We tend to define freedom based on what we think we lack. People who think they don’t have enough money think in terms of financial freedom. Yes, if only they had a million dollars or ten, all their problems would be solved. They would be free. People who live under oppressive regimes dream of political freedom. If only they could escape to a free country, they would be free. People who suffer from chronic pain dream of being pain-free. Freedom for them is a body that is free of pain and does their bidding. People who have serious relationship problems think that if only they could get out of the toxic relationship they are in, they would be free. There is no shortage of books that purport to tell you how to be financially free, politically free, gain a pain-free body, or whatever freedom may mean to you. Even if what they tell you works, the freedom you gain is almost never absolute. You may gain financial freedom, but you can also lose it. Or you may compromise your principles to please the person who has the power to make it happen. You may also pay dearly for it in terms of your health, or relationships. You can gain political freedom, but the country you run to may affect you negatively in other ways. Your chronic pain can go away, but there is no guarantee that it won’t return. Or something else can take its place. We have seen these things happen.
“Wait a minute,” says the Stoic, “How can you possibly be free if you depend on others to grant freedom to you? How can you be free if, once you get you get your freedom, it can be taken away from you? How can you be free if gaining freedom in one area of your life means giving up freedom in another area of your life?”
Is the Stoic then saying that freedom is impossible? No, what the Stoic is saying is that the only real freedom is total freedom. Total freedom cannot depend on what others do or don’t do; total freedom is not partial. In fact, one of the major underlying themes of Stoicism is total freedom. The most vocal exponent of Stoic freedom, Epictetus, defined freedom this way:
You are free when you live as you wish; when you cannot be compelled, obstructed, or controlled; your choices cannot be blocked; when you get your desires fulfilled, and when you don’t face anything you want to avoid. (Epictetus, Discourses 4.1)
This kind of freedom is broader than any kind of freedom we can possibly conceive of. But is it really achievable? Epictetus, who firmly believed so, followed up his definition of freedom with a rhetorical question to emphasize this:
“Who wants to go through life, without knowing of how to achieve this?” (Epictetus, Discourses 4.1)
Freedom is my goal, and it is the reward I am working for. You ask me what freedom is.
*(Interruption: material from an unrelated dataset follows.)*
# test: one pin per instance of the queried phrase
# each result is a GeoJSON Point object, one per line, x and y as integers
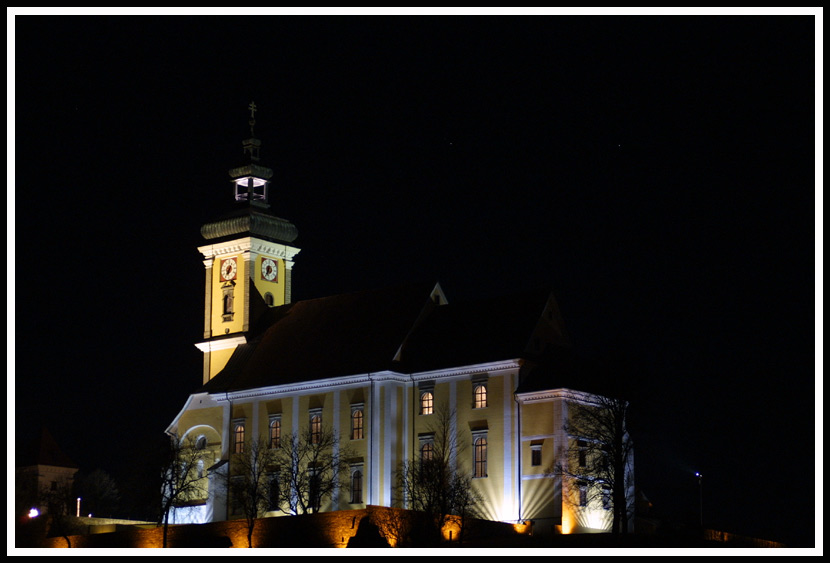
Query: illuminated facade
{"type": "Point", "coordinates": [376, 367]}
Freedom means not being a slave to any circumstance, to any constraint, to any chance. (Seneca, Moral Letters 51)
Marcus Aurelius encourages us to pursue our freedom:
You don’t have to give up your hopes of achieving freedom… (Marcus Aurelius, Meditations 7.67)
They didn’t need money to be free. As Epictetus challenged his students,
[I have] nothing but earth and sky, and one poor cloak. And what lack I yet? Am I not untouched by sorrow, by fear? Am I not free?” (Discourses iii, 22)
They didn’t need to be under a free regime. Seneca lived under a brutal emperor and yet he was free. Musonius Rufus was in exile three times. Yet he was free.
A free person is not one who is not sick, not in danger, not in exile, not in disgrace, not poor. A free person is one who may be sick, in danger, in exile, in disgrace, and poor yet is not bound by any of these.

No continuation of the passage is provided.